私たち同室の4人は、毎晩消灯前になると、コップと歯ブラシを片手に長い廊下を歩いて、共同の洗面台へと向かいました。途中ナースステーションを横切る時に、「おやすみー」と、看護師さんが声をかけてくれます。小学校の水飲み場みたいな横に長い流し台で、4人で横並びになって歯を磨きます。夕食が終わって面会人(たいていは母)が帰った後の、消灯前の2−3時間の“この時間”は、小学生1名、中学生2名、高校生1名の私たち4人きりで過ごす、修学旅行の夜のような、そんな貴重な時間でした。4人はとても仲が良かったと思います。昨日紹介したのは、小学生のちっちですが、今日は、中学生のまりちゃんのお話をします。

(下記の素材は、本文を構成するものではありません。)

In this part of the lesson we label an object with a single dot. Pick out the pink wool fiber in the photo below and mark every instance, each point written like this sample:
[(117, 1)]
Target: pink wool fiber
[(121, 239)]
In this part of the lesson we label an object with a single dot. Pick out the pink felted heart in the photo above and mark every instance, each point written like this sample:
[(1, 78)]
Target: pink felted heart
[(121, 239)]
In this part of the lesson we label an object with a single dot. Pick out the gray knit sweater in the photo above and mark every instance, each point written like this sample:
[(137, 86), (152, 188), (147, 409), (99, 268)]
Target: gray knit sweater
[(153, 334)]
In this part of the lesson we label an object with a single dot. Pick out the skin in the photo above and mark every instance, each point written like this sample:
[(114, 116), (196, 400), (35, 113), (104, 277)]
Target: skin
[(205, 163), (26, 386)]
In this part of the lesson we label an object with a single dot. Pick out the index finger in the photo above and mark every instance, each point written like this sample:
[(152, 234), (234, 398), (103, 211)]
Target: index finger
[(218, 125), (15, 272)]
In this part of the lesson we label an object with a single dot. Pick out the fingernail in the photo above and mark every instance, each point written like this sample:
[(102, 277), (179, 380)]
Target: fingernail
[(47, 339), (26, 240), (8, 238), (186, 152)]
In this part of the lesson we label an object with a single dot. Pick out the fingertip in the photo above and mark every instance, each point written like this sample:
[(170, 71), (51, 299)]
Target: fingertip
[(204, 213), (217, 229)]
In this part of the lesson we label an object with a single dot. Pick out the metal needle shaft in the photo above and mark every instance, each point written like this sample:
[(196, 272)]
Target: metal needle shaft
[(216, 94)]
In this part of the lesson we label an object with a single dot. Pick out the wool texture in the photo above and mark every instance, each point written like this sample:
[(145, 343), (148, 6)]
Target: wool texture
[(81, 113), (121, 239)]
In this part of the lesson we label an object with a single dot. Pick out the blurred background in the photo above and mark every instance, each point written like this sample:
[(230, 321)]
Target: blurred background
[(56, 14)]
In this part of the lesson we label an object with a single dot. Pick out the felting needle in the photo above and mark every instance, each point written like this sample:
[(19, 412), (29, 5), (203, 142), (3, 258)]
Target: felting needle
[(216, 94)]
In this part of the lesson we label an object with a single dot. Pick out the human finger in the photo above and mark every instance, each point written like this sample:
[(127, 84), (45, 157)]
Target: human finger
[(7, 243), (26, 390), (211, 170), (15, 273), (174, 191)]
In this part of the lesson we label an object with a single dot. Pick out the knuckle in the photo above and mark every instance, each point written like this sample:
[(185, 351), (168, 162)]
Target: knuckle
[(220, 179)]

まりちゃんは、私の隣のベッドに入院している、中学1年生の女の子で、私と同じ年齢でした。私とまりちゃん、どちらが先に入院してきたのかは覚えてないのですが、ほとんど同時期に入院したのだと思います。まりちゃんと初めて2人で話した時のことは、覚えていて、お互いに向かい合うようにして対面した時に、衣服から少しはみ出たまりちゃんの胸元にある傷痕に私は気づきました。それとほぼ同時に、まりちゃんも、私の胸元にある“それ”に気がつきました。まぶたの中の瞳が一瞬下に動いて視線が落ちるから、相手に胸元を見られるのは不思議とちゃんと気づくもので、私もまりちゃんも、お互いの胸の傷痕に気づき、そして、相手が自分の傷痕に気がついたことにも気づきました。お互いに顔を見つめ合い、自然にニコッと笑みが出て、「一緒だね!」と言い合いました。同年齢で、おそろいの傷痕を持っている、心臓の病気を持っている、という共通点が、短時間で私たちの仲を深めてくれたのかもしれません。
ちっちと、まりちゃんと、私は、3人でお風呂に入ったこともあります。病棟のお風呂は1人用でしたが、病棟を出て廊下を20mほど進んだところに、「大浴場」と書かれた旅館の家族風呂くらいの広さのお風呂があって、看護師さんに許可をとり3人で一緒にそのお風呂に入ったことがありました。きゃっきゃ、きゃっきゃ言いながら、楽しかったのを覚えています。この後、私は何度か手術をして、傷痕がふえて、人前で服を脱ぎたくなくなるので、女の子同士でお風呂に入ってはしゃいだこの思い出は、唯一で、貴重で、懐かしい、私の人生のアルバムの“とても楽しかった入浴”という思い出の1ページとなりました。
まりちゃんとは、ベッドとベッドをくっつけて、一緒に手をつないで、寝たこともあります。手をつないで寝たら、朝まで手をつないだままでいられるかな?なんて言いながら。
まりちゃんには、ユーモラスな遊び心、いたずら心もありました。私の手術の朝、この日は朝から点滴があって、それは担当医の先生(研修医の先生で子供達からしたら歳の離れたお兄さんのような先生)がしてくれるのですが、まりちゃんが、そのY先生を驚かしちゃおう!と私に提案してきたのです。まりちゃんは、私を隠そうと、「さがさないで下さい。」と書いたホワイトボードを私のベッドの枕元に置いて、自分のベッドに私を招いてカーテンを閉じました。しばらくして、廊下から点滴の棒をガラガラと引きずる音をたてながら、「○っちゃん、点滴するよ〜」とY先生が私達の病室に入ってきました。しかし、私はベッドにおらず「さがさないで下さい。」なんて置き手紙があります。きっと先生はびっくりして焦るだろうなと、ドキドキハラハラ、ニヤニヤしながら隠れていた私達をよそに、Y先生は一瞬で全てを見破り、「○っちゃん隠したでしょ〜!!!」と私達が隠れているまりちゃんのベッドのカーテンをシャッと開け、私を見つけました。私は割と真面目な性格だったので、はなから、まりちゃんの悪巧みだと見破っていたようでした。と、人のせいにしておきましょう・・。後日談ですが、Y先生はこの15年後、爽やかな水色を基調とした、大きな花束を持って、再び私の病室に来てくれました。そして、懐かしいね、と、この日の思い出を語り合いました。息子を出産した翌日のことでした。
Y先生との思い出に脱線してしまいましたが、私はこの日の手術が上手くいかず、手術室から戻ってくる頃には絶対安静になってしまったので、この朝の出来事がまりちゃんと一緒に思いきり笑い合った、最後の思い出となりました。良い思い出です。私は、その後しばらくして再手術をして、ICUに入るので、まりちゃんがいつ退院したのかは、知りません。まりちゃん、元気かな・・・。